Der Raum schien sich um Celia zu drehen. Das hier war alles, was sie sich jemals gewünscht hatte. Trotzdem fühlte sich ihr rasender Herzschlag nicht nach Freude an. Eher nach Angst. »Und warum jetzt?«

»Ich gebe zu, dass die Dinge sich in letzter Zeit beschleunigt haben. Ich habe dich schon vor einiger Zeit für die Prüfung vorgeschlagen, doch ich hätte nicht erwartet, dass deine Zulassung so schnell bewilligt werden würde.«

»Sie haben mich vorgeschlagen? Aber ich bin noch nicht einmal zwei Jahre in der Schule. Ich dachte, man muss den Unterricht mindestes drei Jahre lang besuchen, bevor man ein fertiger Traumweber werden kann.«

Das Lächeln der Lehrerin wurde breiter. »Für alles gibt es Ausnahmen. Ich habe dich für die Prüfung vorgeschlagen, damit es schneller geht.«

Celia starrte sie an. Frau Moja hatte sie für die Prüfung vorgeschlagen! Warum hatte sie sie nicht vorher gefragt? »Aber wie soll ich mich denn bis morgen vorbereiten?«

Die Lehrerin legte ihre Fingerspitzen aneinander und sah Celia darüber hinweg an. Ihre Miene war ernst. »Du bist bereit dafür. Eigentlich bist du schon lange bereit, Celia. Wenn du noch ein weiteres Jahr hierbleiben würdest, wäre das nichts als verschwendete Zeit.«

»Und wenn ich gern in der Schule bleiben würde?« Sie fühlte sich ganz und gar nicht bereit, was auch immer die Lehrerin sagte. Sie mochte es, wenn jemand auf die Träume aufpasste, die sie machte. Sie brauchte dieses Sicherheitsnetz. Wenn sie eine fertige Traumweberin war, würde sie vollkommen auf sich gestellt sein. Und sie würde ihren ersten wirklichen Träumer bekommen, für den sie sein ganzes Leben lang allein zuständig war. Sie mochte sich nicht ausmalen, was dabei alles schiefgehen konnte.

»Celia«, sagte die Lehrerin mit warmer Stimme. »Es spricht für dich, dass du Bedenken hast. Aber wir brauchen dich da draußen.«

»Wie meinen Sie das?«

Frau Mojas Blick verdüsterte sich. »Wir leben in Zeiten, in denen wir gute Traumweber dringend brauchen. Wir können es uns nicht leisten, dass du in der Schule bist und dich mit Übungsträumern beschäftigst, während draußen düstere Zeiten angebrochen sind.«

»Düstere Zeiten?«

Die Lehrerin schüttelte den Kopf. »Das ist ein Gespräch für ein andermal. Wir brauchen mehr Zeit dafür und ich möchte nicht, dass du dir vor dem morgigen Tag Sorgen darüber machst. Du solltest Ruhe finden und dich sammeln.«

Beim Gedanken an die Prüfung wurde Celia schwindelig. Sie fühlte sich nicht bereit. Nicht ein kleines bisschen. In ihrem Zimmer lagen noch Stapel von Büchern aus der Bibliothek – sie hatte längst nicht alle lesen können. Und bis morgen würde sie nur einen Bruchteil davon schaffen. Sie würde sich überlegen müssen, welches ihr am meisten nützen konnte. Wenn sie sich beeilte, schaffte sie zwei oder vielleicht drei bis morgen. Je nach Dicke des Buchs. Wenn sie keinen Übungsträumer besuchte, hatte sie die ganze Nacht Zeit.

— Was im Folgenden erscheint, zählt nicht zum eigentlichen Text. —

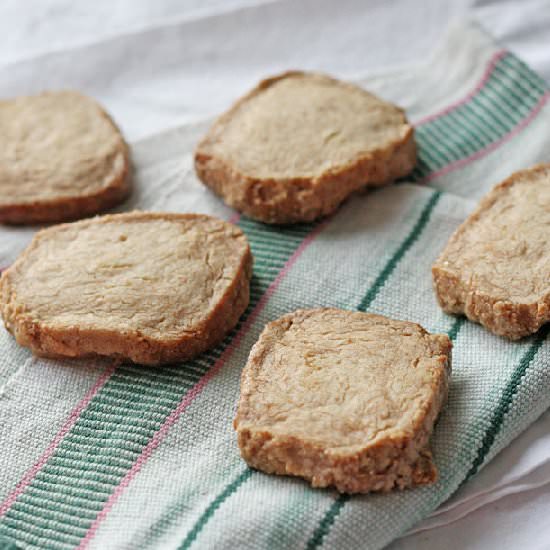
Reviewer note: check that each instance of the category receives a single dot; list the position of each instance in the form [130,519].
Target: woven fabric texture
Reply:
[93,456]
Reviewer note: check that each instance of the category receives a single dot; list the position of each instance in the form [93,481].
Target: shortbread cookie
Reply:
[300,143]
[61,158]
[151,288]
[343,399]
[496,267]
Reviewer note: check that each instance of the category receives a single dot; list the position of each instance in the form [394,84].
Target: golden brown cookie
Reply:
[495,269]
[343,399]
[298,144]
[61,158]
[151,288]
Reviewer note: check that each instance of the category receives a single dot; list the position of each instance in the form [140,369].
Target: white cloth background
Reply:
[173,61]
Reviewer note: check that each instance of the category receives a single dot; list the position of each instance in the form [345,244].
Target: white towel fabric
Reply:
[154,78]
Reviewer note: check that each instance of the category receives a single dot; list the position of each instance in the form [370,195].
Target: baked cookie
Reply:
[298,144]
[343,399]
[151,288]
[61,158]
[495,269]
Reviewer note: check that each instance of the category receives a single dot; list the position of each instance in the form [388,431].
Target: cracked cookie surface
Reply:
[344,399]
[151,288]
[299,144]
[61,158]
[495,268]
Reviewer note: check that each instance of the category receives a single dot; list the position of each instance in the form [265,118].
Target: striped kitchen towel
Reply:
[98,456]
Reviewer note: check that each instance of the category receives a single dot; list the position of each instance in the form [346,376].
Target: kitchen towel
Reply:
[93,455]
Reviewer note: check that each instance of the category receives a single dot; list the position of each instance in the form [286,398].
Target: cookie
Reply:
[299,144]
[495,269]
[61,158]
[147,287]
[343,399]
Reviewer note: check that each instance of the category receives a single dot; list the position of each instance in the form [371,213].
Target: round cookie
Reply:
[344,399]
[495,269]
[298,144]
[151,288]
[61,158]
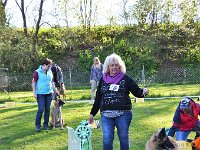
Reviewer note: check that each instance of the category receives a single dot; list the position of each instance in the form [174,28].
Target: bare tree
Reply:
[2,12]
[22,9]
[86,13]
[37,27]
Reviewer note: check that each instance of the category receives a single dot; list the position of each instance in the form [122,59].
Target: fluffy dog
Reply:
[61,91]
[161,141]
[56,114]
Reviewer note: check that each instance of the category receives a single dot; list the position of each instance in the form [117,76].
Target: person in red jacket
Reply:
[185,119]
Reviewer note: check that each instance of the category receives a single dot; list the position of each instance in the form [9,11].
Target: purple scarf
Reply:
[115,79]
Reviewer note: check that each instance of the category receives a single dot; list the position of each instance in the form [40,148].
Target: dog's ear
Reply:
[162,134]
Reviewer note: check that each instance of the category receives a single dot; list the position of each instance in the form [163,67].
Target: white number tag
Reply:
[114,87]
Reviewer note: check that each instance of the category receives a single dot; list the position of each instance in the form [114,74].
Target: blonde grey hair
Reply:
[113,58]
[96,58]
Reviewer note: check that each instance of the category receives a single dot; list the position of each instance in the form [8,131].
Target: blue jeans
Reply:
[44,103]
[122,124]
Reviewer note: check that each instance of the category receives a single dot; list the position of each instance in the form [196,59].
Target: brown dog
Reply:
[56,114]
[62,91]
[161,141]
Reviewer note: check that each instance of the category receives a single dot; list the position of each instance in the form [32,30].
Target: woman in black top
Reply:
[112,98]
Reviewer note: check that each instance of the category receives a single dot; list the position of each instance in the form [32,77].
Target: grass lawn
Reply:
[84,94]
[17,122]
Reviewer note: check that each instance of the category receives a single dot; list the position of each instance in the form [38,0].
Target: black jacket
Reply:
[115,100]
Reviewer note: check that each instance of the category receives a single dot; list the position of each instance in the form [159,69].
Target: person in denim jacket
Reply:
[113,101]
[95,76]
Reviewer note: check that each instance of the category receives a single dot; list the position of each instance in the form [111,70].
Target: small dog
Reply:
[161,141]
[56,114]
[61,91]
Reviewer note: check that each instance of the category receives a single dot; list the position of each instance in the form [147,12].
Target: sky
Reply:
[53,15]
[105,9]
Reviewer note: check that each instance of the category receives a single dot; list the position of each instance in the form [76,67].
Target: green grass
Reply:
[17,122]
[84,94]
[17,125]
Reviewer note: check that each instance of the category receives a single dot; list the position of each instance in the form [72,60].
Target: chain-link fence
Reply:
[74,78]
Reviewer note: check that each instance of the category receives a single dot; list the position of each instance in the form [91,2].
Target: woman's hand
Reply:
[145,91]
[91,119]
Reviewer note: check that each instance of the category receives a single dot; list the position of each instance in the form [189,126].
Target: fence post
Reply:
[143,77]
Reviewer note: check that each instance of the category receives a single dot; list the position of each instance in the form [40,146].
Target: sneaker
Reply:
[46,127]
[37,128]
[91,101]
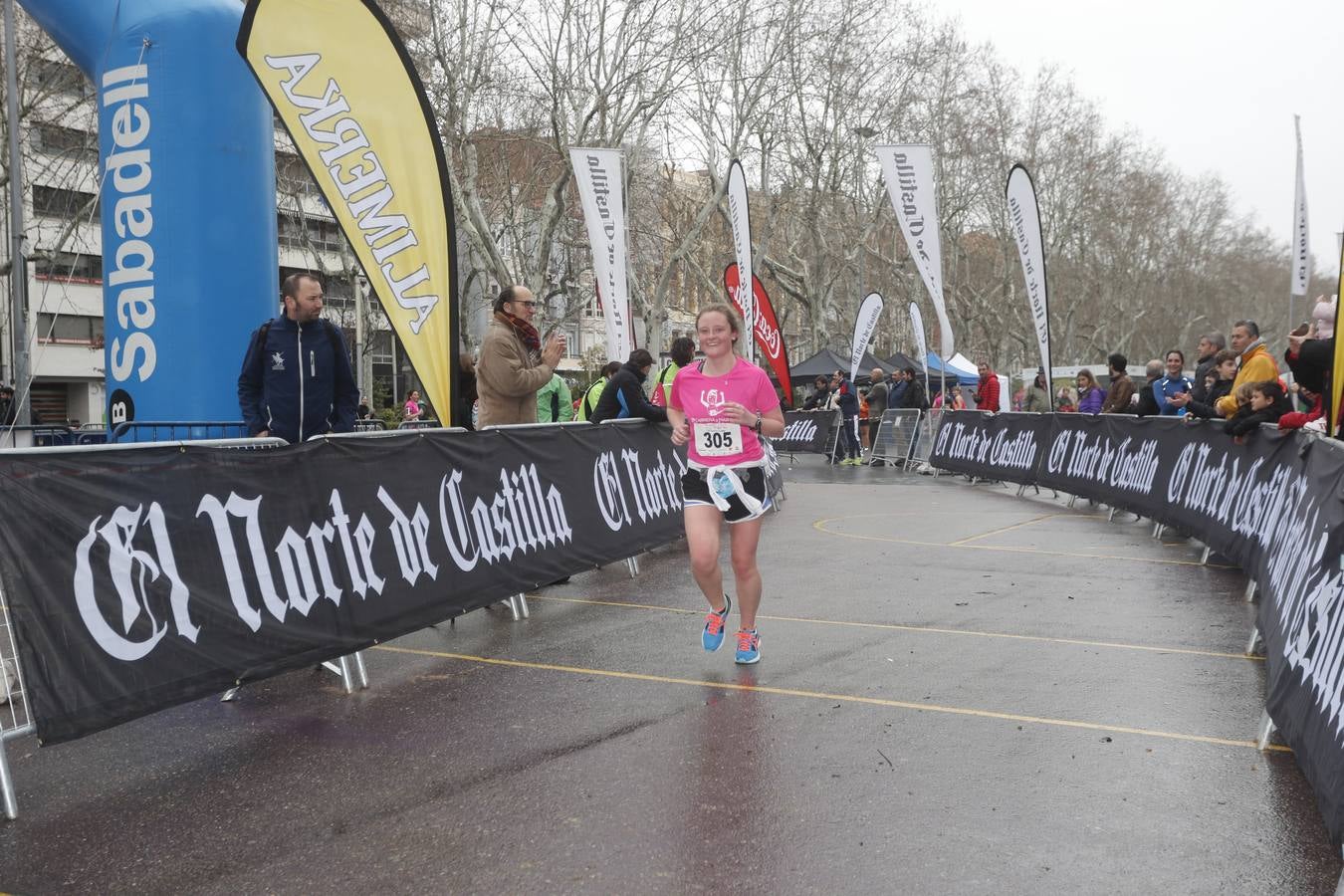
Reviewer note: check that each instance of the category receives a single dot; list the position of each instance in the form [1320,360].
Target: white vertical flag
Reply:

»Celia«, sagte Frau Moja und holte sie ins Hier und Jetzt zurück. »Was geht dir durch den Kopf?«

Sie senkte den Blick. »Ich habe mir überlegt, wie ich mich am besten vorbereiten könnte. Ich habe noch einige Bücher über Transmutation aus der Bibliothek ausgeliehen, die ich mir ansehen wollte.« In einem Traum konnte ein Traumweber jede beliebige Gestalt annehmen, dies wurde Transmutation genannt. Celia war bereits gut darin, aber einige Verwandlungen gelangen ihr noch nicht fließend genug. Sie musste mehr über das Thema erfahren. Was, wenn die Prüfung an einer verzögerten Transmutation scheiterte?

»Dafür wird keine Zeit sein, denke ich.« Ein strenger Zug legte sich um den Mund der Lehrerin. »Du hast genug gelesen – außerdem sind deine Transmutationen tadellos.«

»Aber …«

»Nein. Du weißt jede Menge, doch das wird dir in der Prüfung nichts nützen. Es wäre besser, wenn du vorher den Kopf frei bekommst.«

Das war keine leichte Aufgabe. Die Bilder von Elias’ zerrupften Flügeln tauchten wieder vor ihrem inneren Auge auf, als hätten sie nur auf eine Aufforderung gewartet. In letzter Zeit war sein Zustand schlimmer geworden, viel schlimmer. Und je schlechter es ihm ging, desto mehr ging er ihr aus dem Weg. Es verging kein Tag, an dem sich Celia nicht fragte, was aus dem Jungen geworden war, der mit ihr die Ausbildung begonnen hatte. Der heutige Elias war kaum mehr als ein Schatten von ihm. Nur die Musik, die er in ihr hervorrief, war die gleiche geblieben. Eine Melodie voller Sehnsucht, die ihr tagelang durch den Kopf ging.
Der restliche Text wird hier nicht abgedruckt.